5598. — À M. DAMILAVILLE.
16 mars.

En réponse, mon cher frère, à votre lettre du 9 de mars, je ne suis point surpris que la plate et ennuyeuse satire[1] pour laquelle on avait obtenu une permission tacite ait attiré à son auteur l’indignation et le mépris. Mme Denis, qui a voulu la lire, n’a jamais pu l’achever. Il n’y a certainement que les intéressés qui puissent avoir le courage de lire un tel ouvrage jusqu’au bout, et ceux-là n’en diront pas de bien. S’il y avait quelque chose de plaisant, ce serait de voir M. Diderot au nombre des sots.

Il faut bien se donner de garde de répondre en forme à une telle impertinence ; mais je pense qu’on ne ferait pas mal de désigner cet infâme ouvrage dans l’Encyclopédie, à l’article Satire, et d’inspirer au public et à la postérité l’horreur et le mépris qu’on doit à ces malheureux qui prétendent être en droit d’insulter les plus honnêtes gens, parce que Despréaux s’est moqué, en passant, de quelques poëtes. Il faut avouer que le premier qui donna cet affreux exemple a été le poëte Rousseau, homme, à mon sens, d’un très-médiocre génie. Il mit ses chardons piquants dans des satires où Boileau jetait des fleurs. Les mots de bélître, de maroufle, de louve, etc., sont prodigués par Rousseau ; mais du moins il y a quelques bons vers au milieu de ces horreurs révoltantes, et la prétendue Dunciade n’a pas ce mérite. Ceux qu’il attaque, et ceux qu’il loue, doivent être également mécontents ; le public doit l’être bien davantage, car il veut être amusé, et il est ennuyé : c’est ce qui ne se pardonne jamais.

Je crois, mon cher frère, qu’il n’est pas encore temps de songer à la publication de la Tolérance ; mais il est toujours temps d’en demander une vingtaine d’exemplaires à M. de Sartine. Vous les donneriez à vos amis, qui les prêteraient à leurs amis : cela composerait une centaine de suffrages qui feraient grand bien à la bonne cause ; car, entre nous, les notes qui sont au bas des pages sont aussi favorables à cette bonne cause que le texte l’est à la tolérance.

Je vous admire toujours de donner tant de soins aux belles-lettres, à la philosophie, au bien public, au milieu de vos occupations arithmétiques et des détails prodigieux dont vous devez être accablé.
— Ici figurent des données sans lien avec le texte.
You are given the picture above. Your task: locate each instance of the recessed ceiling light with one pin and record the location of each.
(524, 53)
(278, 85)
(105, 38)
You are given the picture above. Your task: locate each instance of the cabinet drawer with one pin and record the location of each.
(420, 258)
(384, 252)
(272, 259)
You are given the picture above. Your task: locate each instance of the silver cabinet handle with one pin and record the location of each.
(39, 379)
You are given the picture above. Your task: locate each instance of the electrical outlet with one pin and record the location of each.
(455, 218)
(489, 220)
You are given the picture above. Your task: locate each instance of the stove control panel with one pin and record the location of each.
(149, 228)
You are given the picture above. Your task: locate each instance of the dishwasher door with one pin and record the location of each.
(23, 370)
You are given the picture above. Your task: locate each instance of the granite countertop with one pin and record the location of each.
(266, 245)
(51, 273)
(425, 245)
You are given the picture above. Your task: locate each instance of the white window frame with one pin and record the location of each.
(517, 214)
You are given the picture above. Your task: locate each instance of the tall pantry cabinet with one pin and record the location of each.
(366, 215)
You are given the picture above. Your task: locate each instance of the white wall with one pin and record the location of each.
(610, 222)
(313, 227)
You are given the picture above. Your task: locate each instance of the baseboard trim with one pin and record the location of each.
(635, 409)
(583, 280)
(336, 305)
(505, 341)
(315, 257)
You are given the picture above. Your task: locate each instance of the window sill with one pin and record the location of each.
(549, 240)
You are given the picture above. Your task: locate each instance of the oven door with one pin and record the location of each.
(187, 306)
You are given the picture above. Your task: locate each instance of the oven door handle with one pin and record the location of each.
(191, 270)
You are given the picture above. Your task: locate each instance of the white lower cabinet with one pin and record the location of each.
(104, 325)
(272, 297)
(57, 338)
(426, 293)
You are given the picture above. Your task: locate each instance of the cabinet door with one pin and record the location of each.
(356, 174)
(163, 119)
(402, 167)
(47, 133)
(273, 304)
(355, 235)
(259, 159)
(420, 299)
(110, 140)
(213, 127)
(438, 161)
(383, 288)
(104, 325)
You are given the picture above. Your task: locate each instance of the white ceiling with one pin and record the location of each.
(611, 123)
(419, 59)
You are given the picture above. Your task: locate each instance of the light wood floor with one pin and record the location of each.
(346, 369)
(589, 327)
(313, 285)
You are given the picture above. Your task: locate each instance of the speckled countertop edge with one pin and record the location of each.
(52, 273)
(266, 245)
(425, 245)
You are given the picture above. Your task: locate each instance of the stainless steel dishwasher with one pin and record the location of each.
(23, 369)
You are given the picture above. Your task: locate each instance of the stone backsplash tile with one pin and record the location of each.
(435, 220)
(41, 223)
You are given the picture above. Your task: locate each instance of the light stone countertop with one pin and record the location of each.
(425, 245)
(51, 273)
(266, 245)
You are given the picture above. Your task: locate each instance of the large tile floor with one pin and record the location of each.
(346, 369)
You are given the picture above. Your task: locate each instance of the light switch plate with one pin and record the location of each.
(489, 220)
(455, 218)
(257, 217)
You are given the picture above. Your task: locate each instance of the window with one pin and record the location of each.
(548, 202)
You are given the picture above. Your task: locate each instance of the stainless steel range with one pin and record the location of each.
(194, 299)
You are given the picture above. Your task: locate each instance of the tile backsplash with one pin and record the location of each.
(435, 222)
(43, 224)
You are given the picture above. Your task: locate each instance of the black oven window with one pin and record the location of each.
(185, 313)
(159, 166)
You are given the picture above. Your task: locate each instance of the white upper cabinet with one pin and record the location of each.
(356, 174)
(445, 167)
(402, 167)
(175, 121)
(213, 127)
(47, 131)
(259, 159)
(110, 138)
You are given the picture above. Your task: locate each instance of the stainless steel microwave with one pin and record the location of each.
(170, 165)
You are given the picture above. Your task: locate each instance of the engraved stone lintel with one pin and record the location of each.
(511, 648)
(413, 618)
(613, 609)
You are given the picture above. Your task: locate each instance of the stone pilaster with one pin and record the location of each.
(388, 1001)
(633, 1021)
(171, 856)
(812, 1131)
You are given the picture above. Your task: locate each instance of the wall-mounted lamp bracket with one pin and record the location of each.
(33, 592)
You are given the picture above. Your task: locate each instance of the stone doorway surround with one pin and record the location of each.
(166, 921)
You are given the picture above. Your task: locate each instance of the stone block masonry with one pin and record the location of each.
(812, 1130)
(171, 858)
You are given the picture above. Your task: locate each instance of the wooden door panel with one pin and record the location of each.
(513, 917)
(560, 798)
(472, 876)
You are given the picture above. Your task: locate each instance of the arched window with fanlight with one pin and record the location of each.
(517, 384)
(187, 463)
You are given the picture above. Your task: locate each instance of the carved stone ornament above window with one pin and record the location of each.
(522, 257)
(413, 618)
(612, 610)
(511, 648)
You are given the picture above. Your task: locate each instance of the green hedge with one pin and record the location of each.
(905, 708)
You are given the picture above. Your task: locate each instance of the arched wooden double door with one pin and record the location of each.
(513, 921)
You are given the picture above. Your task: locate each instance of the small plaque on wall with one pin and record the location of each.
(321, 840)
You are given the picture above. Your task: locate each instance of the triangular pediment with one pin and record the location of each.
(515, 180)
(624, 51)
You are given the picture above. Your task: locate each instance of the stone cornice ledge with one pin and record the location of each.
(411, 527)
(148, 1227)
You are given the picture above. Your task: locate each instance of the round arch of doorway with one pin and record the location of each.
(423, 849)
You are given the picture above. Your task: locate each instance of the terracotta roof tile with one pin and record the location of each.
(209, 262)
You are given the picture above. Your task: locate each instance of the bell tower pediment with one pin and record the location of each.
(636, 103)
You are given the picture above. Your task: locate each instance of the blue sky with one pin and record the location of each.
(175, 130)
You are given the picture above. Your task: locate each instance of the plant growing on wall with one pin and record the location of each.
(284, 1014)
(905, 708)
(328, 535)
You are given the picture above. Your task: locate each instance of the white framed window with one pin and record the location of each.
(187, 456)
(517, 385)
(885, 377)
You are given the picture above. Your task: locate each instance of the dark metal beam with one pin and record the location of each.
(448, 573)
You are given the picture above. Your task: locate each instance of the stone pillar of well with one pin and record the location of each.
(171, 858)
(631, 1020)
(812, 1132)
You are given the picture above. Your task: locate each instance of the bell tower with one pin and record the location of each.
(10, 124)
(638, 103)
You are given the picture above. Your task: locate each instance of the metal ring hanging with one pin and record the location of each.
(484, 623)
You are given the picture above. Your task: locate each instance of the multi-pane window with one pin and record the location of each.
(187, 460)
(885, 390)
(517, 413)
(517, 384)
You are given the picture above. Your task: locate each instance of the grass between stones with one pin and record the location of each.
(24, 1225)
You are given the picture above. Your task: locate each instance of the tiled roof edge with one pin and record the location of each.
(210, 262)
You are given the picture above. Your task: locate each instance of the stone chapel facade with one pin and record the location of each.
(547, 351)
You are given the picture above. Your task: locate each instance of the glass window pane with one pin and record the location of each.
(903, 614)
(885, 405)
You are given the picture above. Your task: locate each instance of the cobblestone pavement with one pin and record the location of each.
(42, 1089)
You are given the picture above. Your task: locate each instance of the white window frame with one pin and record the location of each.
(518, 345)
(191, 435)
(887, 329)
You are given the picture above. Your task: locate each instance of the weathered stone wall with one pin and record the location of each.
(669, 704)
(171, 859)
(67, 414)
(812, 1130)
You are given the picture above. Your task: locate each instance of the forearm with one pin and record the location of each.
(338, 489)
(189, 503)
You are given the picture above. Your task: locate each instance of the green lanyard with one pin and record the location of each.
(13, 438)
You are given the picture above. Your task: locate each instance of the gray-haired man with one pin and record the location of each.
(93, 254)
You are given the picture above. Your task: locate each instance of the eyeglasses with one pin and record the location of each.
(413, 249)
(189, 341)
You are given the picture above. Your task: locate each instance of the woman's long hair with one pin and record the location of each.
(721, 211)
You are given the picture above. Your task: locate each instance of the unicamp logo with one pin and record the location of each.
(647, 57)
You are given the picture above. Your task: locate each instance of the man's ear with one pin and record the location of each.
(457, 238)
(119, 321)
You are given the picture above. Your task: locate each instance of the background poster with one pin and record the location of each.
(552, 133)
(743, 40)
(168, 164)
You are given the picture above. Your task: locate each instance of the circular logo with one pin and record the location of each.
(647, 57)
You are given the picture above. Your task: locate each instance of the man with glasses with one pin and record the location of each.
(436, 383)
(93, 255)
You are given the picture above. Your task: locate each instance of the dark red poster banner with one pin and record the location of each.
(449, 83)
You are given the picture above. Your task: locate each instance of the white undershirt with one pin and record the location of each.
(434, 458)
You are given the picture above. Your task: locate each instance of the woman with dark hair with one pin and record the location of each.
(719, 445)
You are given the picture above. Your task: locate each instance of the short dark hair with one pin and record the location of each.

Puisque votre belle âme prend un intérêt si sensible à tout ce qui concerne l’honneur des lettres et les devoirs de la société, il faut vous apprendre que Jean-Jacques, ayant voulu imiter Platon, après avoir imité Diogène, vient de donner incognito un détestable opuscule sur les dangers de la poésie et du théâtre[2]. Il m’apostrophe dans cet ouvrage, moi et frère Thieriot, sous des noms grecs : il dit que je n’ai jamais pu attirer auprès de moi que Thieriot, et que je n’ai réussi qu’à en faire un ingrat. Si la chose était vraie, je serais très-fâché : j’ai toujours voulu croire que Thieriot n’était que paresseux.

Je vous embrasse bien tendrement, mon cher frère. Écr. l’inf…

  1. La Dunciade, de Palissot, dont la première édition, en trois chants, parut en 1763, in-8o : cet ouvrage a aujourd’hui dix chants.
  2. De l’Imitation théâtrale, par J.-J. Rousseau, 1764, in-8o. L’auteur dit, en s’adressant à Homère : « Comment se peut-il que vous n’ayez attiré près de vous que le seul Cléophile ; encore n’en fîtes-vous qu’un ingrat. » On a de Diderot un écrit intitulé De la Poésie dramatique, imprimé en 1758, à la suite du Père de famille.